The pilots had to make a second landing attempt due to low visibility from haze and a harmattan. Kano International Airport was experiencing high winds at the time. The aircraft landed nose wheel first, and the nose wheel collapsed after hitting a depression in the runway. The right main landing gear leg subsequently collapsed. The aircraft turned 180 degrees, left the runway and burst into flames.

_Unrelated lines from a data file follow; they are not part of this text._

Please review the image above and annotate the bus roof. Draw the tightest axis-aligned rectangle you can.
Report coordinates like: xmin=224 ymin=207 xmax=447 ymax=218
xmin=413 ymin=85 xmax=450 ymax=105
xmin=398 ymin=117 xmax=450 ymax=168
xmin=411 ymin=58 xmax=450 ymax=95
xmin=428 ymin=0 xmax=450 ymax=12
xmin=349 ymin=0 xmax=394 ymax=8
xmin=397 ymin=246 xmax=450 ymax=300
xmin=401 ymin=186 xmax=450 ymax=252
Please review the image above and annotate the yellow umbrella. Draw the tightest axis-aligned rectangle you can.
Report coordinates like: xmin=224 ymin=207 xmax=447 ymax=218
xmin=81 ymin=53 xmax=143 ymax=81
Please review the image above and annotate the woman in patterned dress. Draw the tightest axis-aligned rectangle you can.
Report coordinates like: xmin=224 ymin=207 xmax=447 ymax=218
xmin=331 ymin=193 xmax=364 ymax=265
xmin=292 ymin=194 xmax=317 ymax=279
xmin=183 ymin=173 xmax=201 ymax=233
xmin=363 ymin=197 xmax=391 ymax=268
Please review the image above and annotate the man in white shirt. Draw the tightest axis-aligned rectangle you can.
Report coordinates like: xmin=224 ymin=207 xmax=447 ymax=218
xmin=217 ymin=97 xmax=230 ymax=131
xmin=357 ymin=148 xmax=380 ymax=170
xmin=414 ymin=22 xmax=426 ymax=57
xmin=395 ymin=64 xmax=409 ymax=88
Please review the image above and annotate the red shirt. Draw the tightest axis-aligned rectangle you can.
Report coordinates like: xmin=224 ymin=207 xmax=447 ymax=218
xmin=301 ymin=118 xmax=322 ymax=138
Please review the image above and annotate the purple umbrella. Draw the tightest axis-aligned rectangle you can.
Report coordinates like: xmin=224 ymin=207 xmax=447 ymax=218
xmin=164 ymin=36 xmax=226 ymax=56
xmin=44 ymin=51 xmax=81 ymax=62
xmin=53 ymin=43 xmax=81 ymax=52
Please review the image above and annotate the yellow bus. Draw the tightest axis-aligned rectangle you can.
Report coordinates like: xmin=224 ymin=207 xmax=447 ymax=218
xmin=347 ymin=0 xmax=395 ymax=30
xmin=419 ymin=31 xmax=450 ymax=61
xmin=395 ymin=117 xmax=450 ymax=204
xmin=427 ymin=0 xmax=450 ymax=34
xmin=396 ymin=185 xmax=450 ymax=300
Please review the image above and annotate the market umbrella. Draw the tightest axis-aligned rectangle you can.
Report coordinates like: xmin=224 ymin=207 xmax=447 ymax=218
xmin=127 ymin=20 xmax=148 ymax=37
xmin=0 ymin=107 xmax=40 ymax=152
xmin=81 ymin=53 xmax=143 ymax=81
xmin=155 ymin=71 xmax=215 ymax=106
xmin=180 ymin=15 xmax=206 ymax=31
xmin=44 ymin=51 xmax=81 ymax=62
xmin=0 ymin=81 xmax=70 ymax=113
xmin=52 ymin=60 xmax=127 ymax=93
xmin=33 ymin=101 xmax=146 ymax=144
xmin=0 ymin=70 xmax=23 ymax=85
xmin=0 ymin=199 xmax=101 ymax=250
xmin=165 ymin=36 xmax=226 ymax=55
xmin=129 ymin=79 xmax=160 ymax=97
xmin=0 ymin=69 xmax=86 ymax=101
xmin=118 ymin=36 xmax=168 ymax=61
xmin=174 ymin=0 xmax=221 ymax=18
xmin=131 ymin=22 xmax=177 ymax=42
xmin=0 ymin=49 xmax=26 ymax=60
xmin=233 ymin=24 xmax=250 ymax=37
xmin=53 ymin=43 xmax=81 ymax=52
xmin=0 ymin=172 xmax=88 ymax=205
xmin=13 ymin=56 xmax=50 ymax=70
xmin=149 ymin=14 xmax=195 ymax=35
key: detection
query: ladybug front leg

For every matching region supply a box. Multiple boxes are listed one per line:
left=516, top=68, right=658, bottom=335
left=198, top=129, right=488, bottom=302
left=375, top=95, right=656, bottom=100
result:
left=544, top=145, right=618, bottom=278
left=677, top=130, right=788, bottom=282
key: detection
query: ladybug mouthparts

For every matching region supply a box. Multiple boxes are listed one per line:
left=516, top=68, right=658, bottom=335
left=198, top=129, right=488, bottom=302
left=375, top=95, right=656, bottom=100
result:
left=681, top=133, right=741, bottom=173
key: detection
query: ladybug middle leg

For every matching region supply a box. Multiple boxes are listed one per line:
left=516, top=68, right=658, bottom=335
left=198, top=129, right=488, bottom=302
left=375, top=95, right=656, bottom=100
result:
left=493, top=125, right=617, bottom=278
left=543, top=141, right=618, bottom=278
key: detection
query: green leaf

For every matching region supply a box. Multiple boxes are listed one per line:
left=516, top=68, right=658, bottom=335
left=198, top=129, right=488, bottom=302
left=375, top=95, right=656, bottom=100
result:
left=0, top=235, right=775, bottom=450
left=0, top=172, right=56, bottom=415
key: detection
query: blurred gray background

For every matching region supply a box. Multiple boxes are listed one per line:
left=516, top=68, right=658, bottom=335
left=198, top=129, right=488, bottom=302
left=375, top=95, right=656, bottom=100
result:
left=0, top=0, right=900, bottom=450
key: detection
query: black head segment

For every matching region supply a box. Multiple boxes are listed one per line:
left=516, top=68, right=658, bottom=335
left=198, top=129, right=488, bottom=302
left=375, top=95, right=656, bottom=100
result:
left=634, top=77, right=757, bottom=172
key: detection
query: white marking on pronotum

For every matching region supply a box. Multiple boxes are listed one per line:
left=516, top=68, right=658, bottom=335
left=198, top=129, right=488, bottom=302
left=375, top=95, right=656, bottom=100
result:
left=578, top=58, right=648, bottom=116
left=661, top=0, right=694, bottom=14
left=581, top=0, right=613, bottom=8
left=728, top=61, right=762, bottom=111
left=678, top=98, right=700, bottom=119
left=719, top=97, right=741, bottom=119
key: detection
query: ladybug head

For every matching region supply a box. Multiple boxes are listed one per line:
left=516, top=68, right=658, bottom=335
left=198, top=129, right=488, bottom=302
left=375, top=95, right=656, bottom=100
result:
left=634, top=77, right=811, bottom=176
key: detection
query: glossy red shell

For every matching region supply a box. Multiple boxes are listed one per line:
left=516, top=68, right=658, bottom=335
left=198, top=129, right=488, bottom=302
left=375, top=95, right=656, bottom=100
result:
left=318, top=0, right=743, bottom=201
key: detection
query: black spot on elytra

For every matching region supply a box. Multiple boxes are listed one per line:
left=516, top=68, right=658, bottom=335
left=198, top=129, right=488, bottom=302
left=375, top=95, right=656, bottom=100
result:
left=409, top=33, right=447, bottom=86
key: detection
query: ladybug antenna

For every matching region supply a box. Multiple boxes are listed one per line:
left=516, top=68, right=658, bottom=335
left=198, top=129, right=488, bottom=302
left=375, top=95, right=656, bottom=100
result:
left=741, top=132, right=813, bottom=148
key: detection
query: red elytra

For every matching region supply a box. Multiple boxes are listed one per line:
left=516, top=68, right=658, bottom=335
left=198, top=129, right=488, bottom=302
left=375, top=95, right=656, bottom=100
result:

Of the 202 passengers and crew on board, 176 died and 26 survived, including captain Waterman. At the time, the crash surpassed Aeroflot Flight 217 to become the world's deadliest aviation accident, a distinction it only held for about 14 months until Turkish Airlines Flight 981 crashed in France, killing 346 people. The Kano aircraft crash was also the deadliest aviation disaster involving a Boeing 707 at the time until another Alia Royal Jordanian plane crashed in Morocco two years later.

== Investigation ==
In 1975, the Nigerian government concluded that the cause of crash was pilot error, stating that captain Waterman flew the aircraft in a reckless manner. According to GeoJournal, the crash was the result of a "mechanical factor". A UK Civil Aviation Authority (CAA) paper published in 2003 references the crash and an assessment that all fatalities were a result of the fire, and reports a "prolonged pause" before evacuation.